Baca berita tanpa iklan. Gabung Kompas.com+

Kegelisahan Hati Mereka yang Akan Digusur...

Kompas.com - 08/09/2015, 11:30 WIB
Hilda B Alexander

Penulis

JAKARTA, KOMPAS.com - Gestur lelaki ini tak lagi cergas seperti awal tahun 1970-an saat mendaftarkan diri menjadi taruna muda TNI Angkatan Darat (AD) di Kebon Baru, Tebet, Jakarta Selatan. Meski demikian, ingatannya setajam parang warisan sang ayah, Argaya, yang merupakan bintara TNI AD berpangkat sersan dua.

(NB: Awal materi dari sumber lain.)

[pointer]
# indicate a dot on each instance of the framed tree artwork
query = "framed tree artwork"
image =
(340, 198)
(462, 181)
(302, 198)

M Yusuf, lelaki 55 tahun itu yang juga Ketua RT 07/14 mengingat masa-masa mudanya di Kampung Kebon Sayur, Kelurahan Bidaracina, Kecamatan Jatinegara, Jakarta Timur. Menurut dia, kampung halamannya pada empat dekade silam masih hijau royo-royo, berupa kebun yang ditanami berbagai macam sayuran. 

Untuk mengairi kebun sayur itu, warga kampung menjadikan Kali Ciliwung sebagai sumber utamanya. Selain untuk mengairi kebun, juga keperluan masak, minum, mandi, cuci, dan kakus (MCK). 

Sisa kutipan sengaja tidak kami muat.